In his 2007 book Love Is A Mixtape, author Rob Sheffield describes his introduction to Pavement, the ’90s indie rock band that put singer/songwriter Stephen Malkmus on the musical map:
Our friend Joe in New York sent us a tape, a third-generation dub of the Pavement album Slanted And Enchanted. Renee and I decided this was our favorite tape of all time. The guitars were all boyish ache and shiver. The vocals were funny bad poetry sung through a Burger World drive-through mike. The melodies were full of surfer-boy serenity, dreaming through a haze of tape hiss and mysterious amp noise. This was the greatest band ever, obviously. And they didn’t live twenty years ago, or ten years ago, or even five years ago. They were right now. They were ours.
Pavement has since remained Sheffield’s band; a quick Google search will reveal his lifelong obsession with the group, both as a pseudo-celebrity music writer and a passionate fan. Saturday night’s Stephen Malkmus & The Jicks show at The Back Room @ Colectivo was a reminder that Malkmus himself is a musician who belongs to a certain group of people—even 20 years after Pavement’s tragically early demise.
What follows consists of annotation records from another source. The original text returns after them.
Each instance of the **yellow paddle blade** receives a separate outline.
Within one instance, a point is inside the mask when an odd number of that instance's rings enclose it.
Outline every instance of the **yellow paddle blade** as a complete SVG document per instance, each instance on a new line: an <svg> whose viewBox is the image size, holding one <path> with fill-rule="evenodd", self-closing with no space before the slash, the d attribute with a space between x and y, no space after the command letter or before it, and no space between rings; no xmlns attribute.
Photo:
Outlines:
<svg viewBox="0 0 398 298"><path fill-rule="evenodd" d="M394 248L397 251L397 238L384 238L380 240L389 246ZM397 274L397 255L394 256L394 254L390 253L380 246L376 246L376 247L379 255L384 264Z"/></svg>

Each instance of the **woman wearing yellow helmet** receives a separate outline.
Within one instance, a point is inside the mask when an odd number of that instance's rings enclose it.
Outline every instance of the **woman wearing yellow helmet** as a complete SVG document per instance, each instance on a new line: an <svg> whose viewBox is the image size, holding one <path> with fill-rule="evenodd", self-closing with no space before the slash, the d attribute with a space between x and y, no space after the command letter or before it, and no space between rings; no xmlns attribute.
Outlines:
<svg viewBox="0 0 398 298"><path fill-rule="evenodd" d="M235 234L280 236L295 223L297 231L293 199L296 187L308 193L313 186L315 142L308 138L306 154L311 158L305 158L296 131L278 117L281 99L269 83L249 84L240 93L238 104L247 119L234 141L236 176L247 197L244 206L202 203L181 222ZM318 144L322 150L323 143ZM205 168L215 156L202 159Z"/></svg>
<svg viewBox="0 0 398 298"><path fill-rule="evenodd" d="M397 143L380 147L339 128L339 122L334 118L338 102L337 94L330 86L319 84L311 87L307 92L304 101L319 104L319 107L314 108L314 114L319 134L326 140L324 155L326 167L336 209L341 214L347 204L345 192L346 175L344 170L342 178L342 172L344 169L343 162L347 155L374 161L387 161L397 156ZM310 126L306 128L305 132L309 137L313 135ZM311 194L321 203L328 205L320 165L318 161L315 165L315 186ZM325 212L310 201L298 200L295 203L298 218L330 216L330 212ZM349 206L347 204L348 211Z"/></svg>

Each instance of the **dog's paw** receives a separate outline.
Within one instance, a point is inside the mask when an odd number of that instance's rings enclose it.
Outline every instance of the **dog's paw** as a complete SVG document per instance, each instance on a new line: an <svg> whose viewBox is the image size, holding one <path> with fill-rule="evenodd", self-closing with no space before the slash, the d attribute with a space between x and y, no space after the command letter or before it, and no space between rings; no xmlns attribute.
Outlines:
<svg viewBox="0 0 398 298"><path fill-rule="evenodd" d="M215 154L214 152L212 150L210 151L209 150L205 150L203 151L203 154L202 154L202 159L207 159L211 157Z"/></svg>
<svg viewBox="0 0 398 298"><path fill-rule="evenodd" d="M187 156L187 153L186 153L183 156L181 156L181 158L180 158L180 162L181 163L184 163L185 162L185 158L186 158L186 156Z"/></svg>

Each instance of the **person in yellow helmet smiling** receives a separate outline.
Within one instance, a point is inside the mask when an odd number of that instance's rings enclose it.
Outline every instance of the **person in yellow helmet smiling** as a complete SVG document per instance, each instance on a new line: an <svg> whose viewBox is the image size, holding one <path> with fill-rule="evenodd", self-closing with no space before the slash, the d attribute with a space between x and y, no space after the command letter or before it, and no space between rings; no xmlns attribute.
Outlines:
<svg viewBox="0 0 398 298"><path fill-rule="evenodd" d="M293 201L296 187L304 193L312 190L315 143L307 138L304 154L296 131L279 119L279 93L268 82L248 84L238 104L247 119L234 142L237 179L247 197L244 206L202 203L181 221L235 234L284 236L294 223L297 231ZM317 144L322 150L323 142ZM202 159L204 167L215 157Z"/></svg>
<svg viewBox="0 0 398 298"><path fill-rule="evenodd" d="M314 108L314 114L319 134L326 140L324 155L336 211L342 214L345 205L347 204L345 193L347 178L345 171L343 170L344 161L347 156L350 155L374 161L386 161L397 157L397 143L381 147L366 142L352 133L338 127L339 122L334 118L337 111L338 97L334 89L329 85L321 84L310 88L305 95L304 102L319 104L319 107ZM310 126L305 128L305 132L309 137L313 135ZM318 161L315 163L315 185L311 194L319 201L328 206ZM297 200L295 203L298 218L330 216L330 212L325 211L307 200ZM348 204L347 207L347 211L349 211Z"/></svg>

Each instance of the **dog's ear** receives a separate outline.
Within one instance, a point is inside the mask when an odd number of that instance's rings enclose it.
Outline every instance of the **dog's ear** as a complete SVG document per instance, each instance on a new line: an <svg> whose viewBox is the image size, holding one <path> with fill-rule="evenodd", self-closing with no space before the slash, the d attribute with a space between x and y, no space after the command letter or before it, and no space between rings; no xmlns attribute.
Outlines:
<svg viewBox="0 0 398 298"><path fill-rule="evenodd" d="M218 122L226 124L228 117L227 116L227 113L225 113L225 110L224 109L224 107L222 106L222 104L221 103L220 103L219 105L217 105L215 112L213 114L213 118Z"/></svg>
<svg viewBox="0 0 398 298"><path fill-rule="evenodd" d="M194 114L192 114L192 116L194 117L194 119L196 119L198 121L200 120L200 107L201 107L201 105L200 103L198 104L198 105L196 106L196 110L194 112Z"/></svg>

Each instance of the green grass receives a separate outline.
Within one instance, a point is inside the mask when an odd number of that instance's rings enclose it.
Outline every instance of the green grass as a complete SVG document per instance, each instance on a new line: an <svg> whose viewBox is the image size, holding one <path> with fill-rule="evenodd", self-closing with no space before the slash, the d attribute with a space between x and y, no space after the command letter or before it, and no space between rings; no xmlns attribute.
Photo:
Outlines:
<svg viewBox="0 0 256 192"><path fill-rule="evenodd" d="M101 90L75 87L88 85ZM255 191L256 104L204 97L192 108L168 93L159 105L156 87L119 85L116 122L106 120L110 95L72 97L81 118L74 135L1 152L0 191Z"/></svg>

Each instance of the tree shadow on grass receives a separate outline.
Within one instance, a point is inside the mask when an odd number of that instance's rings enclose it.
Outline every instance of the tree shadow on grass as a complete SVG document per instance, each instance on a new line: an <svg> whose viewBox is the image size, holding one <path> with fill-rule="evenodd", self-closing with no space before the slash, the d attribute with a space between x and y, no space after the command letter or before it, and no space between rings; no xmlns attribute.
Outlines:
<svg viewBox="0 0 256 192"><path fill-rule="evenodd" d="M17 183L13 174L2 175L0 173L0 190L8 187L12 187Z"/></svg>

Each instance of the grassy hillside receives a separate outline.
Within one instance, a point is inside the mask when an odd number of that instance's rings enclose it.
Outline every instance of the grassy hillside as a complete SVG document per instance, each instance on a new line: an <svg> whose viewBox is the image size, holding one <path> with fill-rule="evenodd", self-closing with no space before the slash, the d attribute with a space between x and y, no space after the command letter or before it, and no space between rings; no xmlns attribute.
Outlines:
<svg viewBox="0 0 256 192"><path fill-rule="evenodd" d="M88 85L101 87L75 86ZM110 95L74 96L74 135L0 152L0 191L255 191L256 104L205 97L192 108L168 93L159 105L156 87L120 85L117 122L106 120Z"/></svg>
As a twenty-something spring chicken, Sheffield first saw Pavement in the early 1990s. Today, the writer is 52 years old; his passion for Pavement mirrors that of his peers. Though The Back Room was mostly a sea of salt and pepper hair, there was a surprising amount of younger fans who came out to see Malkmus alongside people who could easily be their parents.
Pavement is one of those bands with an infamous, well-deserved cult following. The early 1990s admittedly didn’t provide much rock music worth writing home about (sorry, Mr. Vedder). The lighthearted, earnest four-piece offered a light at the end of the scuzzy grunge-rock tunnel. Many a music critic has crowned Pavement the best band of the 1990s, and that sentiment is objectively accurate (sorry, Mr. Cobain).
Malkmus became an indie rock hero for his comical earnestness, slick guitar riffs, and almost dissociative singing style. Pavement broke up in 1999, and his solo effort The Jicks have been a band for significantly longer than Pavement even existed. Malkmus continues to be idolized through the ups and downs of his long career; the band very quickly sold out The Back Room, a venue certainly too small for Malkmus’ legacy and impact.
Portland post-punkers Lithics warmed up the crowd before Malkmus and company took the stage. The band was an all-too-appropriate choice for an opener. Their late ’80s, Pixies-esque punk was refreshingly straightforward, reminiscent of the long-gone time when Pavement was on top of the world. Aubrey Hornor’s atonal crooning mirrored a Stop Making Sense-era David Byrne; the band’s influences are no secret.
As soon as Malkmus appeared on stage, audience members immediately began talking at him, in a comically conversational tone. Yep, people are close to Malkmus, and that intimacy was obvious almost instantly. Malkmus is still the same cool guy that he was in 1989, and the most wonderfully satisfying part of the show was hearing his voice in person. Almost 30 years after Pavement’s first record, his voice still sounds as pure and angsty as ever. In fact, it sounds even better live than it does on those early recordings.
For anyone who may not be familiar with Malkmus’ solo work, the show was a great gateway into his breadth of post-Pavement tunes. A few of the Jicks’ albums have been criticized for being too self-serving, but their most recent release, Sparkle Hard, finds Malkmus in a political position. That currency was mirrored in Malkmus’ stage presence; he joked about Tide Pods and “manspreading” throughout the set. His signature casualness was evident, and he’s as lovable as ever.
Not many “older” (read: middle-aged) musicians can nail angst when they’re older (see: Tom Delonge), even if that is their signature thing (see also: Billy Joel Armstrong). Unlike many of his contemporaries, Malkmus continues to radiate that infamous ’90s angst flawlessly. He’s not a 45-year-old man singing about falling in love with girls at the rock show, and thank God for that. Stephen Malkmus is a tried-and-true, timeless indie rock crooner whose talent is seemingly ageless.